The principle in the PA case no longer applies as the legislation has subsequently changed, meaning a corporation tax deduction in such circumstances is no longer effective. When income can constitute both employment and dividend income, ITTOIA 2005 now dictates that dividend analysis prevails: see ITEPA 2003 a716A and ITTOIA 2005 s366(3). However, if you look at an arrangement like PA’s and then apply the general anti-avoidance principles and unpick the steps, you may find that you have earnings after all.  

It has also been announced that a new General Anti-Avoidance Rule (‘GAAR’) is to be enacted and we must be mindful of that also. It is therefore important to understand that a desire to provide employee shareholders with dividend yield income requires careful navigation and a consideration of a number of factors.

Any attempt to disguise bonus payments as dividends to avoid NICs and reduce a tax charge is likely to be inflammatory to HMRC. It is therefore necessary to have and record a defensible position to evidence that payments as dividends are made to shareholders as a return on investment and not as disguised earnings.

For various reasons shareholders may want to take different dividends and where there is only one class of shares this can only be achieved by the use of dividend waivers. Such arrangements can be cumbersome and are dependent on there being sufficient reserves to cover the full dividend including the waived amount. In such circumstances, the use of A and B shares, to allow for different dividends to be paid, should be considered.
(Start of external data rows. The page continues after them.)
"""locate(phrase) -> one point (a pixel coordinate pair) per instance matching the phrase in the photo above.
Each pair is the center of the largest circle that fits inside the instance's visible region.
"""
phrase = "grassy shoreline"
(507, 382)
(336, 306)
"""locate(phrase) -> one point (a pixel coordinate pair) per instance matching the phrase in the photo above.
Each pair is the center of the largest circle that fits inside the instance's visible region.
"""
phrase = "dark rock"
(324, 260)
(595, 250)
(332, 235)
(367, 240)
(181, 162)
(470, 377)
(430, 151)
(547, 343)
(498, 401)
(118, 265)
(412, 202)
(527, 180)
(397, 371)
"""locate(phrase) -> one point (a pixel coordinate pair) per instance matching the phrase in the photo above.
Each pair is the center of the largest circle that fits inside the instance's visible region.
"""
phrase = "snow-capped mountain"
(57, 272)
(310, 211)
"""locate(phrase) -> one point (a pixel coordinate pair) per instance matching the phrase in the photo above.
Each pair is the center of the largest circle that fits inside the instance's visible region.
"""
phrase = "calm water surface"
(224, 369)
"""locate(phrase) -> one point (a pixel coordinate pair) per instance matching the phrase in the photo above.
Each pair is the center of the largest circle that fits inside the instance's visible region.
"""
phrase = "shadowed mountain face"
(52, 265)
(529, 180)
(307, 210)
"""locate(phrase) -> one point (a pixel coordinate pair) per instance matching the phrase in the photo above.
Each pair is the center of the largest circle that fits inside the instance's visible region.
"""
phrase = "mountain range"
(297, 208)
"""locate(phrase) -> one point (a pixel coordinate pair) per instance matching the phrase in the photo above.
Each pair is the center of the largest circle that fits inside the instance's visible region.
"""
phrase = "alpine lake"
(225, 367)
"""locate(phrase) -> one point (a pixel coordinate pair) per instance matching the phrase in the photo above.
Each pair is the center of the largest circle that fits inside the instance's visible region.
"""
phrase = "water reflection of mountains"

HMRC may review the arrangements to ensure the planning and implementation is effective and that the employment related securities provisions do not come into play. The arrangements are likely to be effective where the following can put in place:

  • Both A and B shares have the same rights including rights to vote and a share in net assets following a winding up of the company.
  • Reasonable salaries are paid to employees at least, in line with the national minimum wage and commensurate with their duties.
  • In husband and wife cases, the dividend should be paid to the spouse without any reciprocal obligation for it to be returned to the main shareholder.
  • There is more than 1 person in each share class.
  • All classes receive a base-level dividend but perhaps classes with additional rights receive a further dividend payment.
  • Crucially, the substance and not just the form, of the payment support treatment as a dividend.

Many share plans, Unapproved Share Option Plans (USOPs) and Enterprise Management Incentives (EMIs), for example, can operate with different classes of shares and proposed legislative amendments mean Company Share Option Plan (CSOP) and Share Incentive Plan (SIP) participants might also have restricted share classes offered in future. As always, RM2 can advise and steer a safe course of passage for you and your business. If a plan is exit-only, the aforementioned is not a concern, but if employees may exercise options in advance of an exit and acquire dividend-bearing shares then the above matters need to be considered.